Dr Tariq Ahmed Mian, who was supported by the Commission for Racial Equality, claimed the NHS in Scotland had discriminated against him on racial grounds after he failed to be shortlisted for a training post as a registrar in public health in Edinburgh.

If Dr Mian, who qualified in the Punjab and is a British citizen, cannot succeed in completing an approved NHS training he will stay in junior medical grades or even not have his 'limited registration' extended, and be unable to practice.

There are about 6,000 doctors from outside the European Union practising in Britain under limited registration, a system granted by the General Medical Council, while they complete a six or seven-year postgraduate training, after which they can apply for full registration.

Javaid Makbool, the solicitor who represented Dr Mian, said yesterday: 'The tribunal has found in our favour. We are still waiting for details of the reasons for the decision, but it may have widespread consequences for all those doctors on limited registration.'

A spokeswoman for the GMC said she was unable to comment on the implications of the case. 'We are concerned with registration and not with employment and we can only give registration to doctors who have got a post.'

Dr Mian, 40, said he was delighted with the result. 'The only doctors who have limited registration are from overseas and I was well qualified for the job.'

He has two British master of science degrees in the specialty. He qualified in Pakistan in 1978 and worked in Austria before arriving in the United Kingdom. He speaks Urdu, Punjabi, Persian and Arabic, as well as English.

He was given limited registration in 1984 and has worked in a variety of junior hospital jobs, during which time he gained his degrees from the London School of Tropical Medicine and Public Health and the University of Dundee. 'It is a very unacceptable situation. We are being discriminated against all the time and limited registration is being used as a scapegoat for these discriminatory practices,' he said.

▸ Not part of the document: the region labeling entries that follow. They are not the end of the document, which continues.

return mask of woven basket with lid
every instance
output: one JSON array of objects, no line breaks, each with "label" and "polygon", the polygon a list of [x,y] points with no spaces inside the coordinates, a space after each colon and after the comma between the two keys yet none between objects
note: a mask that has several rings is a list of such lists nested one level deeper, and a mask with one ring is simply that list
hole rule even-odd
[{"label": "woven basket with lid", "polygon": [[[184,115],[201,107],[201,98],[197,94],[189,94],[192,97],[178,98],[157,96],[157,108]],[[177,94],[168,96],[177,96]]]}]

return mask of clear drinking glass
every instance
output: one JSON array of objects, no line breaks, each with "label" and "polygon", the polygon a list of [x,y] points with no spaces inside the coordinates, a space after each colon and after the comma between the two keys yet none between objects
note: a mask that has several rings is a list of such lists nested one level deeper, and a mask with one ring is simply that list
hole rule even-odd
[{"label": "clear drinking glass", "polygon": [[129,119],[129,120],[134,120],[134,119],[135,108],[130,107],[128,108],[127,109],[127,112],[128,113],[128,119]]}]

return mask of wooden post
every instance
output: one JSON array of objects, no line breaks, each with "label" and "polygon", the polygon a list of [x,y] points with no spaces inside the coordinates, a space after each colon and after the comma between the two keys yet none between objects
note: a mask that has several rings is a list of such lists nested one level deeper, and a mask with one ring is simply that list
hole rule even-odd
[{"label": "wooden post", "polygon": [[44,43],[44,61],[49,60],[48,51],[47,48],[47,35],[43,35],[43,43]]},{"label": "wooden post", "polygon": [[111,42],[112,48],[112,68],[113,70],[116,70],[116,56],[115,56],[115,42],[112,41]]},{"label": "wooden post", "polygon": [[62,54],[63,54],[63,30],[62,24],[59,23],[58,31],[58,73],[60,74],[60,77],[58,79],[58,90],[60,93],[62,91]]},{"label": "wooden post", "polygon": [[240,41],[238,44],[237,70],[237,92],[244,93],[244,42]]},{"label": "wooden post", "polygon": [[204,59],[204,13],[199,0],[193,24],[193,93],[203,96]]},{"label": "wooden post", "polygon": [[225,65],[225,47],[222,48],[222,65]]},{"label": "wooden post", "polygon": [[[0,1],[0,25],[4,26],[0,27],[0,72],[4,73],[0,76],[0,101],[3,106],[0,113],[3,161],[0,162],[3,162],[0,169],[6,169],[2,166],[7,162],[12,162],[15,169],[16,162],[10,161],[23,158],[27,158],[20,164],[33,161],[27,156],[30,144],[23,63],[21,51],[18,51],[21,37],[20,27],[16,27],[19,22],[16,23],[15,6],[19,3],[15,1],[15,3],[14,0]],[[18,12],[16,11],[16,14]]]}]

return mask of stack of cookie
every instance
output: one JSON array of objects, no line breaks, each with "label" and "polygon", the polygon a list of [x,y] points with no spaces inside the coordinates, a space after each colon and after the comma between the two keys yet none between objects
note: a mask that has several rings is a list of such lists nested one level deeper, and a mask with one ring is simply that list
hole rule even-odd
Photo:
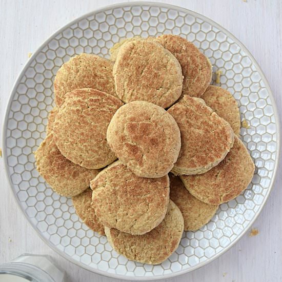
[{"label": "stack of cookie", "polygon": [[123,41],[110,60],[83,53],[57,73],[37,169],[129,259],[161,263],[184,230],[251,180],[236,102],[209,85],[212,75],[209,59],[173,35]]}]

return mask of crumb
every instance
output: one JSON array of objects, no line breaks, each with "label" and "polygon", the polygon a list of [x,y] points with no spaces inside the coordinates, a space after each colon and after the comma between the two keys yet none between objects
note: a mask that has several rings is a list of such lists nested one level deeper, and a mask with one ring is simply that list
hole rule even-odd
[{"label": "crumb", "polygon": [[219,84],[220,83],[220,76],[223,73],[223,72],[220,70],[217,70],[215,72],[215,74],[216,74],[216,78],[215,79],[215,83],[216,84]]},{"label": "crumb", "polygon": [[242,120],[241,124],[242,126],[245,128],[250,128],[251,127],[248,122],[245,118]]},{"label": "crumb", "polygon": [[256,236],[258,233],[258,230],[256,228],[252,228],[251,232],[249,234],[249,237],[253,237],[254,236]]}]

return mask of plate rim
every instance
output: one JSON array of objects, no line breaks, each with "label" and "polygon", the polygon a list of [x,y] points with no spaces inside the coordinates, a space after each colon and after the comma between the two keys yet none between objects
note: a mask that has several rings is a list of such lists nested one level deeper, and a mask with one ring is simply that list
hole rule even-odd
[{"label": "plate rim", "polygon": [[142,281],[145,281],[145,280],[151,280],[152,279],[153,280],[158,280],[160,279],[164,279],[164,278],[172,278],[174,277],[177,276],[178,275],[180,275],[182,274],[184,274],[185,273],[188,273],[188,272],[190,272],[191,271],[193,271],[193,270],[195,270],[196,269],[197,269],[198,268],[200,268],[204,266],[211,263],[211,261],[214,260],[216,258],[218,258],[219,256],[222,255],[223,254],[226,253],[227,251],[228,251],[232,247],[234,246],[238,241],[240,240],[242,237],[246,234],[249,228],[250,228],[250,226],[248,228],[245,229],[236,238],[234,239],[233,241],[232,241],[230,245],[227,247],[223,249],[221,251],[220,251],[217,254],[215,255],[214,256],[213,256],[212,258],[210,258],[209,259],[208,259],[207,260],[202,261],[201,263],[199,263],[199,264],[197,264],[196,265],[191,267],[187,269],[185,269],[183,270],[180,270],[179,271],[177,271],[176,272],[172,272],[172,273],[169,273],[168,274],[163,274],[163,275],[154,275],[153,276],[127,276],[125,275],[122,275],[122,274],[116,274],[114,273],[110,273],[106,272],[106,271],[104,271],[103,270],[101,270],[98,268],[97,269],[94,269],[92,267],[90,267],[88,266],[87,266],[86,265],[84,265],[80,261],[77,261],[75,260],[74,259],[72,258],[72,257],[68,256],[64,252],[62,252],[61,251],[57,249],[55,246],[53,246],[53,245],[50,244],[50,242],[49,240],[48,240],[46,238],[44,237],[43,235],[40,233],[39,230],[38,230],[36,226],[34,226],[32,223],[31,222],[31,220],[30,218],[27,216],[26,212],[23,209],[23,208],[22,206],[20,204],[19,201],[18,200],[17,196],[15,193],[15,190],[13,188],[13,184],[12,183],[12,180],[11,178],[10,177],[10,176],[8,174],[8,170],[9,170],[9,166],[8,165],[8,160],[7,160],[7,156],[6,154],[6,139],[7,138],[6,137],[6,129],[7,129],[7,125],[8,123],[8,113],[9,110],[11,107],[11,104],[12,103],[12,97],[13,97],[13,94],[15,92],[15,91],[16,90],[17,86],[18,85],[18,84],[21,82],[21,78],[22,76],[22,75],[25,72],[27,69],[28,68],[30,65],[30,62],[34,59],[35,57],[37,55],[37,54],[39,53],[39,52],[41,51],[42,49],[44,47],[47,43],[50,40],[51,38],[54,38],[56,37],[59,33],[62,32],[63,31],[64,31],[65,29],[67,28],[67,27],[70,27],[72,26],[73,24],[76,23],[76,22],[84,19],[87,17],[88,17],[89,16],[90,16],[91,15],[93,15],[94,13],[97,13],[99,12],[103,12],[105,10],[108,10],[109,9],[114,9],[117,8],[123,8],[124,7],[126,6],[151,6],[151,7],[162,7],[164,8],[170,8],[170,9],[174,9],[185,13],[189,13],[190,14],[192,14],[192,15],[195,16],[195,17],[199,17],[200,18],[203,18],[204,20],[207,20],[208,22],[210,22],[210,23],[212,24],[212,25],[215,26],[215,27],[218,28],[220,30],[224,31],[229,37],[231,38],[234,41],[234,42],[238,43],[241,46],[242,46],[244,49],[244,51],[246,53],[247,55],[252,60],[253,64],[255,66],[256,68],[257,69],[257,71],[260,73],[260,75],[261,76],[261,78],[264,80],[264,82],[265,83],[265,87],[267,89],[268,92],[269,94],[269,97],[270,98],[270,100],[272,102],[272,106],[273,108],[273,112],[274,114],[274,116],[275,118],[275,125],[276,126],[277,128],[277,141],[276,144],[277,145],[277,148],[276,152],[276,156],[277,157],[277,160],[275,162],[274,168],[274,172],[273,172],[273,175],[271,178],[271,183],[269,185],[269,189],[267,191],[267,192],[266,194],[266,196],[265,197],[265,199],[264,200],[264,202],[263,204],[260,206],[259,209],[257,211],[257,212],[255,214],[254,218],[250,222],[249,225],[252,225],[253,224],[253,223],[255,221],[255,220],[257,219],[258,215],[260,214],[263,208],[265,206],[266,203],[267,202],[268,197],[269,196],[269,195],[270,194],[270,192],[271,190],[272,190],[274,185],[275,182],[275,179],[277,176],[277,172],[278,171],[278,167],[279,165],[279,157],[280,157],[280,120],[279,118],[279,115],[278,114],[278,111],[277,111],[277,105],[275,100],[274,97],[273,96],[273,94],[272,93],[272,91],[271,90],[271,89],[270,88],[270,86],[269,85],[269,84],[268,83],[268,81],[265,75],[265,74],[263,71],[263,70],[260,67],[259,65],[258,65],[257,62],[256,61],[256,59],[254,57],[254,56],[252,55],[252,54],[251,53],[251,52],[249,51],[248,48],[245,46],[245,45],[243,44],[240,40],[239,40],[236,37],[235,37],[234,35],[233,35],[232,33],[231,33],[230,31],[227,30],[226,29],[225,29],[224,27],[221,26],[220,25],[217,24],[216,22],[214,22],[213,20],[210,18],[209,17],[207,17],[205,15],[204,15],[202,14],[200,14],[199,13],[197,13],[196,12],[195,12],[194,11],[192,11],[191,10],[189,10],[189,9],[187,9],[186,8],[184,8],[183,7],[178,6],[177,5],[174,5],[172,4],[169,4],[167,3],[162,3],[160,2],[149,2],[149,1],[132,1],[130,2],[121,2],[120,3],[116,3],[114,4],[111,4],[109,5],[106,5],[105,6],[103,6],[102,7],[94,9],[91,11],[90,12],[87,13],[86,14],[84,14],[82,15],[82,16],[78,17],[73,21],[71,21],[68,24],[65,25],[64,26],[62,26],[58,29],[57,29],[55,32],[51,34],[47,39],[46,39],[42,44],[41,44],[41,45],[37,48],[36,51],[33,53],[32,56],[29,58],[29,59],[27,60],[27,62],[24,66],[23,68],[22,69],[21,72],[19,72],[19,74],[17,75],[17,77],[12,86],[12,90],[11,92],[10,93],[10,94],[9,95],[9,98],[7,104],[5,112],[4,112],[4,122],[2,126],[2,148],[3,148],[3,157],[4,159],[4,170],[5,172],[5,174],[7,178],[8,179],[8,183],[10,185],[10,188],[12,190],[13,193],[12,194],[13,195],[14,198],[15,200],[16,201],[17,205],[18,205],[18,207],[19,207],[21,210],[22,210],[22,212],[24,214],[25,217],[27,219],[28,222],[29,224],[31,225],[31,226],[32,227],[33,229],[34,229],[37,234],[37,235],[39,236],[39,237],[41,238],[42,240],[43,240],[43,241],[47,245],[47,246],[52,249],[53,251],[56,252],[58,254],[62,256],[63,258],[64,258],[66,259],[67,259],[71,263],[76,265],[76,266],[82,267],[82,268],[88,270],[89,271],[91,271],[91,272],[93,272],[95,274],[97,274],[99,275],[101,275],[104,276],[109,277],[110,278],[117,278],[117,279],[123,279],[125,280],[142,280]]}]

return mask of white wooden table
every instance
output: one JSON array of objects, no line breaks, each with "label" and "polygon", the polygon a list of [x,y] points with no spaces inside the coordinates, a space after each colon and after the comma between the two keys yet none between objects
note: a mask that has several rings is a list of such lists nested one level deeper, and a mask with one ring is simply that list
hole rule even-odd
[{"label": "white wooden table", "polygon": [[[0,0],[0,123],[14,82],[43,41],[70,21],[120,0]],[[263,70],[282,115],[281,0],[163,0],[203,14],[236,36]],[[280,118],[281,120],[281,118]],[[1,124],[2,125],[2,124]],[[165,280],[259,282],[282,281],[282,172],[254,227],[217,259],[193,272]],[[17,206],[0,159],[0,264],[22,253],[51,255],[67,273],[68,282],[117,280],[85,270],[61,257],[37,236]],[[120,280],[119,281],[122,281]]]}]

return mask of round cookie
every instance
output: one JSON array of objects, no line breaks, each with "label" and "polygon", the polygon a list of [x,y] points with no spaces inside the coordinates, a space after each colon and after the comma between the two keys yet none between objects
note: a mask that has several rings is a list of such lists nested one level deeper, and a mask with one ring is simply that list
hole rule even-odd
[{"label": "round cookie", "polygon": [[170,200],[164,219],[150,232],[136,236],[105,227],[105,233],[113,248],[128,259],[157,265],[165,261],[177,249],[184,226],[181,212]]},{"label": "round cookie", "polygon": [[169,200],[168,175],[146,178],[133,174],[117,161],[91,182],[92,207],[108,227],[142,235],[164,219]]},{"label": "round cookie", "polygon": [[122,105],[118,98],[95,89],[67,93],[53,127],[54,140],[62,154],[89,169],[111,164],[116,157],[107,142],[107,129]]},{"label": "round cookie", "polygon": [[184,230],[196,230],[208,223],[214,215],[218,206],[208,205],[192,196],[178,176],[170,174],[169,179],[169,197],[182,213]]},{"label": "round cookie", "polygon": [[199,200],[219,205],[237,197],[248,187],[254,165],[243,142],[234,136],[230,152],[215,167],[199,175],[181,175],[186,189]]},{"label": "round cookie", "polygon": [[104,225],[95,214],[91,207],[92,190],[87,188],[82,193],[72,197],[72,203],[75,212],[82,220],[93,231],[105,235]]},{"label": "round cookie", "polygon": [[134,36],[131,38],[127,38],[121,40],[119,42],[117,42],[110,49],[110,53],[111,53],[111,57],[110,59],[113,62],[115,62],[117,56],[117,54],[119,51],[120,47],[125,43],[128,42],[131,42],[131,41],[137,41],[139,40],[144,40],[145,38],[142,37],[141,36]]},{"label": "round cookie", "polygon": [[71,58],[55,77],[56,105],[62,105],[67,93],[81,88],[93,88],[115,95],[113,66],[112,62],[92,54],[82,53]]},{"label": "round cookie", "polygon": [[178,62],[152,41],[123,44],[113,75],[116,94],[125,103],[140,100],[166,108],[181,94],[183,77]]},{"label": "round cookie", "polygon": [[99,172],[75,165],[60,152],[52,133],[34,152],[36,169],[52,189],[62,196],[72,197],[89,187],[90,180]]},{"label": "round cookie", "polygon": [[49,133],[52,132],[53,130],[53,126],[55,120],[55,117],[57,115],[58,109],[59,109],[57,107],[54,107],[54,108],[53,108],[49,113],[48,122],[46,126],[46,135],[48,135]]},{"label": "round cookie", "polygon": [[183,95],[200,97],[212,79],[212,66],[209,59],[194,44],[179,36],[164,34],[157,39],[181,65],[184,76]]},{"label": "round cookie", "polygon": [[172,172],[199,174],[216,166],[230,151],[234,134],[229,124],[200,98],[185,95],[168,110],[181,134],[181,149]]},{"label": "round cookie", "polygon": [[209,85],[201,98],[207,106],[210,107],[230,125],[235,134],[240,134],[241,122],[239,108],[229,91],[218,86]]},{"label": "round cookie", "polygon": [[121,107],[107,131],[107,140],[119,160],[136,175],[167,174],[178,156],[180,131],[163,108],[145,101]]}]

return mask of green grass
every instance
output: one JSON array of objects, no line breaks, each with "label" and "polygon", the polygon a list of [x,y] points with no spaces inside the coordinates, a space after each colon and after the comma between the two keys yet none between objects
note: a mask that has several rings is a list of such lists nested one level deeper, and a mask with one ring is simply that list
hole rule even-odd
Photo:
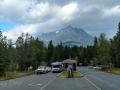
[{"label": "green grass", "polygon": [[[61,72],[58,76],[67,77],[68,73],[67,73],[67,71]],[[76,71],[73,72],[73,77],[79,77],[79,76],[82,76],[79,72],[76,72]]]},{"label": "green grass", "polygon": [[[27,71],[16,71],[16,72],[8,71],[7,73],[8,73],[8,79],[13,79],[13,78],[19,78],[19,77],[35,74],[35,71],[29,71],[28,73]],[[6,80],[6,74],[0,76],[0,81],[3,80]]]}]

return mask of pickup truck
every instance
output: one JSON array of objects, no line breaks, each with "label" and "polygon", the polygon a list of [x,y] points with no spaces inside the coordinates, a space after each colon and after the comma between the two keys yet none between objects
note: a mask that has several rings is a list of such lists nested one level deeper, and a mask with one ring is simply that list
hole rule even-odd
[{"label": "pickup truck", "polygon": [[36,70],[36,74],[40,74],[40,73],[47,73],[47,68],[46,66],[39,66],[38,69]]}]

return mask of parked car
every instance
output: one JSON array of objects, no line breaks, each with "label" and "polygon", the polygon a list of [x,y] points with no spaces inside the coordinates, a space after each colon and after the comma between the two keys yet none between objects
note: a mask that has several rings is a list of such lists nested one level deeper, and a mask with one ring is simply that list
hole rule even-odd
[{"label": "parked car", "polygon": [[46,66],[39,66],[38,69],[36,70],[36,74],[40,74],[40,73],[47,73],[47,69]]},{"label": "parked car", "polygon": [[50,67],[46,67],[47,68],[47,72],[51,72],[51,68]]},{"label": "parked car", "polygon": [[100,70],[100,69],[102,69],[102,65],[97,65],[97,66],[93,67],[93,69],[98,69],[98,70]]}]

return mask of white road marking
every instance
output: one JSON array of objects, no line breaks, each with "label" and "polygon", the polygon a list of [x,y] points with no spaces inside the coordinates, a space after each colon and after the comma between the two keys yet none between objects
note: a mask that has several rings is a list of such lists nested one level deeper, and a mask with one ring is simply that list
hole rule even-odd
[{"label": "white road marking", "polygon": [[32,83],[30,83],[30,84],[28,84],[28,85],[32,85],[33,83],[35,83],[35,82],[32,82]]},{"label": "white road marking", "polygon": [[40,83],[35,83],[35,82],[32,82],[32,83],[30,83],[30,84],[28,84],[28,85],[30,85],[30,86],[39,86],[39,85],[42,85],[42,84],[40,84]]}]

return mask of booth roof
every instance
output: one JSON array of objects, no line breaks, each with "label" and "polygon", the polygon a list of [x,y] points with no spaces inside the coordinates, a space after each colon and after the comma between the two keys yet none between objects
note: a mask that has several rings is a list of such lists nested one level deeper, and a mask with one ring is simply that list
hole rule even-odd
[{"label": "booth roof", "polygon": [[66,59],[66,60],[62,61],[62,63],[77,63],[77,61],[71,60],[71,59]]}]

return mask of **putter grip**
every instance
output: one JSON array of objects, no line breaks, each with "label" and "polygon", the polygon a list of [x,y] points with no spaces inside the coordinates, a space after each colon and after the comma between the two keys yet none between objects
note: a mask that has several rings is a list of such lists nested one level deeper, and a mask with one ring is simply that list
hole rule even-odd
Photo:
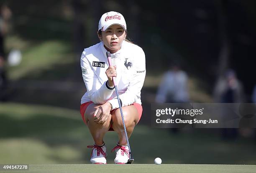
[{"label": "putter grip", "polygon": [[[112,64],[112,61],[111,60],[111,56],[110,55],[110,52],[109,51],[108,51],[106,53],[106,54],[107,55],[107,57],[108,58],[108,65],[110,66],[113,66],[113,65]],[[116,85],[115,85],[115,77],[112,77],[112,80],[113,80],[114,85],[116,86]]]}]

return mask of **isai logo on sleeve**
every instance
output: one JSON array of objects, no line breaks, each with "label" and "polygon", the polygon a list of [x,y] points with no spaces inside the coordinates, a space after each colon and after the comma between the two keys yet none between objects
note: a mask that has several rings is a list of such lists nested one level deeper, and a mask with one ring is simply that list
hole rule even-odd
[{"label": "isai logo on sleeve", "polygon": [[131,68],[132,66],[133,66],[133,63],[131,63],[131,62],[127,62],[127,60],[128,59],[128,58],[125,58],[125,61],[124,65],[125,67],[126,67],[127,69],[129,70],[131,69]]},{"label": "isai logo on sleeve", "polygon": [[87,74],[87,69],[86,68],[82,68],[82,73]]},{"label": "isai logo on sleeve", "polygon": [[99,62],[99,61],[92,61],[92,66],[93,67],[105,67],[105,63],[104,62]]}]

The NHS Scotland argued that Dr Mian had only two-and-a-half years to run with the current limited registration and that the post had a duration of six years. He finds himself in a 'Catch 22', unable to win a training post in case his registration is not extended for long enough.

Margaret Michie, spokeswoman for the CRE, said: 'The implications for racial equality are clearly that other people in similar predicaments should use the law to fight for racial justice.'

A British Medical Association spokesman said it was seeing 'almost a case a day raised by a change in government policy on applications for limited registration and also for training permits. We are seeking clarification on these issues from the GMC, the Home Office and the Department of Employment'.